Herrlin reported Tuesday, "We believe the cold weather caused a price increase, in addition to short covering, which created a very unusual 1-day price movement in the near-month contract."

He said, "$9+/Mcf gas in February is not healthy for the demand side of the equation, but given the consistent above-average withdrawals (of natural gas from US underground storage) experienced over each of the last 6 weeks and the return of cold weather to the Northeast, many (traders) are now speculating on (seasonal) ending levels for storage."

"We think refill (of US gas storage) during the summer months may become an issue, but the persistence of truly silly prices will cause some type of elastic reaction," Herrlin said. He noted that spot gas prices hit $22/Mcf in the Northeast and $12/Mcf in the US Gulf Coast region Monday.

"A colder weather forecast for much of the US caught many (gas futures market) participants in a short squeeze, as many had no choice but to continue buying," agreed James K. Wicklund and other analysts at Banc of America Securities LLC in Houston.
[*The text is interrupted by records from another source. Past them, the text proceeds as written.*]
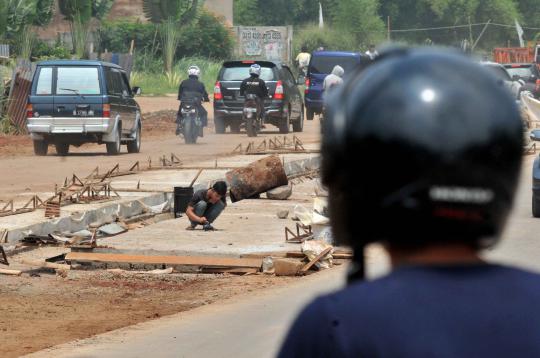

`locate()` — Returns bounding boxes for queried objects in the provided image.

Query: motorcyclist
[176,65,210,136]
[323,65,345,93]
[296,46,311,75]
[279,48,540,357]
[240,63,268,119]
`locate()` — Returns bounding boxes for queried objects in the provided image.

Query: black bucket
[174,186,193,218]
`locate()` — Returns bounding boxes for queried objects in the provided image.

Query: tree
[143,0,203,74]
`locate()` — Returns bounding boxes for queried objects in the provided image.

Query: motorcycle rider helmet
[249,63,261,76]
[188,66,201,77]
[322,48,523,262]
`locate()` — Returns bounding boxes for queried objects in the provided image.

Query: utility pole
[386,16,391,42]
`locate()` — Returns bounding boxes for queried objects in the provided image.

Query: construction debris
[66,252,262,270]
[285,223,313,244]
[302,240,334,270]
[226,155,289,203]
[266,183,292,200]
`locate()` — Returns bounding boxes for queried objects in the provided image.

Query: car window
[485,65,512,81]
[309,56,359,74]
[506,67,533,78]
[36,67,53,96]
[56,67,101,95]
[221,66,276,81]
[120,72,132,96]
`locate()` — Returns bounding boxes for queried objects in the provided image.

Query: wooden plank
[66,252,262,268]
[300,247,333,273]
[0,269,22,276]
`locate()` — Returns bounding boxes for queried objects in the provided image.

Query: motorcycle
[176,100,203,144]
[242,94,261,137]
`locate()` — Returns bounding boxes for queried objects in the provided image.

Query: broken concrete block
[274,259,304,276]
[99,223,127,236]
[266,183,292,200]
[277,210,289,219]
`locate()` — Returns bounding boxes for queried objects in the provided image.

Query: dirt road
[0,97,319,200]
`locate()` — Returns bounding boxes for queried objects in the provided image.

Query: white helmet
[249,64,261,76]
[188,66,201,77]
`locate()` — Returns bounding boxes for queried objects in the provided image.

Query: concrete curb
[2,156,321,246]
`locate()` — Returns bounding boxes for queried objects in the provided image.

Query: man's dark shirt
[189,189,227,207]
[240,76,268,100]
[178,76,210,102]
[279,264,540,358]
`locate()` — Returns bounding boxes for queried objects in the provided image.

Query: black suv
[27,60,141,155]
[214,61,304,133]
[503,63,540,99]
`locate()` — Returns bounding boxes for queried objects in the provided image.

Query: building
[38,0,233,40]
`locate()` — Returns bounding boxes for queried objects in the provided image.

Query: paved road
[0,98,320,200]
[28,267,345,358]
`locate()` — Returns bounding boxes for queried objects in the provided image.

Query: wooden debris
[0,269,22,276]
[66,252,262,269]
[20,260,71,271]
[300,247,333,274]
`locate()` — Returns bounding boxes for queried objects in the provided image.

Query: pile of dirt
[0,270,295,357]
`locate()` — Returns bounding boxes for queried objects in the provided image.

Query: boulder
[266,183,292,200]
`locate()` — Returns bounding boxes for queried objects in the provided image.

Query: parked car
[480,62,525,100]
[27,60,142,155]
[503,63,540,99]
[214,61,304,133]
[304,51,362,121]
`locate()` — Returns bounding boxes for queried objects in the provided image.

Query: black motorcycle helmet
[322,48,523,278]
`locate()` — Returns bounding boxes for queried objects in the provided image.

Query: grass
[131,58,221,96]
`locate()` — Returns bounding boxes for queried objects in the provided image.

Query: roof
[37,60,122,69]
[312,51,362,57]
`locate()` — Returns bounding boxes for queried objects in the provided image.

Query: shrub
[293,24,360,54]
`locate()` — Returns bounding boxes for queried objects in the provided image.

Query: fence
[7,60,33,133]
"Although any demand destruction caused by higher prices can help offset the problem at hand, we believe the supply shortfall will more than offset any demand loss," Wicklund said.

Enerfax Daily analysts said that rebuilding potentially record-low US gas storage "will be far more difficult because the amount of new gas drilled in the US continues to dwindle as old fields yield less gas and demand rises as the economy recovers."
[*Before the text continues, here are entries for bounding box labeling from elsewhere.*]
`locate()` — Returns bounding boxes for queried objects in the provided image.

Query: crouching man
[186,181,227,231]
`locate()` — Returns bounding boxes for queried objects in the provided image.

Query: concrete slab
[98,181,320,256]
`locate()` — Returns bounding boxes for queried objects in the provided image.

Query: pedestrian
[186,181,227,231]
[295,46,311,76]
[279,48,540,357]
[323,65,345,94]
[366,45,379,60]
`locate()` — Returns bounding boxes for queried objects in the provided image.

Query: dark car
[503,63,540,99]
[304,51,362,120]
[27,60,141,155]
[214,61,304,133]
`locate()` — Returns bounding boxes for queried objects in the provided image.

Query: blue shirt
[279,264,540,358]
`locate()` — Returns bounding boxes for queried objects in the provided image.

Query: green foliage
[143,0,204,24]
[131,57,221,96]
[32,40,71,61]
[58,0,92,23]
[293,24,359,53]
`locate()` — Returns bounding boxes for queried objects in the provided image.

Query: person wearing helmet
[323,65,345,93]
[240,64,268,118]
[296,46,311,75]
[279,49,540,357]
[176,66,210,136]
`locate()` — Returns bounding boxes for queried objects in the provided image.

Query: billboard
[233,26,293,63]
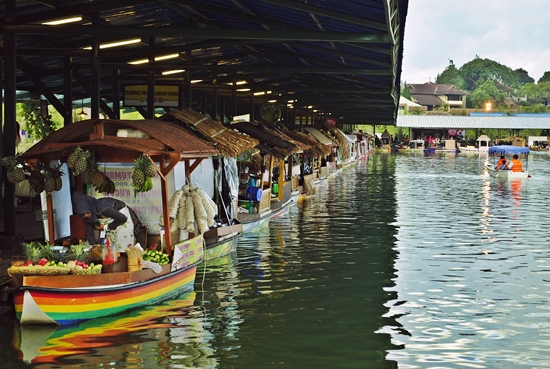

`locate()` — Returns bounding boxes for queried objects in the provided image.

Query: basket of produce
[67,260,103,275]
[126,245,143,272]
[8,265,71,277]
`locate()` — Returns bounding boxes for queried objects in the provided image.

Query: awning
[489,145,531,155]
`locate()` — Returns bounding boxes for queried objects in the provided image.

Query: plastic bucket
[239,200,254,213]
[244,186,262,201]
"Natural gas demand is expected to rise about 5% in 2003 after being flat in 2002, and US production is expected to fall about 2% after dipping 3% last year. Added to declining domestic production, Canadian imports fell for the first time since 1986 last year. Also, Canadian imports are expected to dip again this year by as much as 3% as it struggles to meet its own rising demand," Enerfax analysts said.

Other futures prices
The April contract for benchmark US sweet, light crudes jumped by 90¢ to $36.48/bbl Monday on NYMEX, while the May position advanced by 71¢ to $35.04/bbl. Unleaded gasoline for March delivery shot up 3.47¢ to $1.05/gal.
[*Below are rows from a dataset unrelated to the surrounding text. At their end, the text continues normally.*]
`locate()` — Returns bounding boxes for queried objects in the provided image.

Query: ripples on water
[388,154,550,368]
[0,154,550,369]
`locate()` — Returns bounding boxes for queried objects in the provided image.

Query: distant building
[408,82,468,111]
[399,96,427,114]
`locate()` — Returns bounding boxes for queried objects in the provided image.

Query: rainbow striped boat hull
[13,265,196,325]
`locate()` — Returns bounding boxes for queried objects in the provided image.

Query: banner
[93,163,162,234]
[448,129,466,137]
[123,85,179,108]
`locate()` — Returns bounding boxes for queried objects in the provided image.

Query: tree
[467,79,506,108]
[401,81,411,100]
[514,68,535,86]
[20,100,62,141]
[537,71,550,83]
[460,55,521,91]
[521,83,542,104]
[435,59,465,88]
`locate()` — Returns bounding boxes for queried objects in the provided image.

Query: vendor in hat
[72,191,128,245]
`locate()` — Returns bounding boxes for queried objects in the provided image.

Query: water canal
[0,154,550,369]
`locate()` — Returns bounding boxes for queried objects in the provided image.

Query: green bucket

Meanwhile, US Energy Secretary Spencer Abraham said Tuesday that, if necessary, the US government is prepared to quickly release emergency oil reserves from the Strategic Petroleum Reserves to offset any disruption of Middle East oil supplies resulting from a war with Iraq.

At an informal meeting with energy ministers from the European Union in Thessaloniki, Greece, Alvaro Silva Calderon, secretary general of the Organization of Petroleum Exporting Countries, reaffirmed that group's determination to ensure secure oil supplies to international markets.

In London, reports that UK and US officials are ready to file a new resolution on Iraq with the United Nations Security Council spurred strong buying of oil futures on the International Petroleum Exchange. The IPE market is being driven by a perception that diplomatic efforts have almost been exhausted and that war is now close, brokers said.

The April contract for North Sea Brent escalated by 88¢ to $33.15/bbl Monday. However, brokers said there is still room for substantial rises; a surge to a high of $40/bbl, seen at the start of the 1990 conflict between Iraq and Kuwait, would be possible if Iraq is attacked by US-led forces, they said.

The March natural gas contract lost 2.8¢ to the equivalent of $2.70/Mcf on IPE.
The average price for OPEC's basket of seven benchmark crudes gained 60¢ to $32.44/bbl Monday.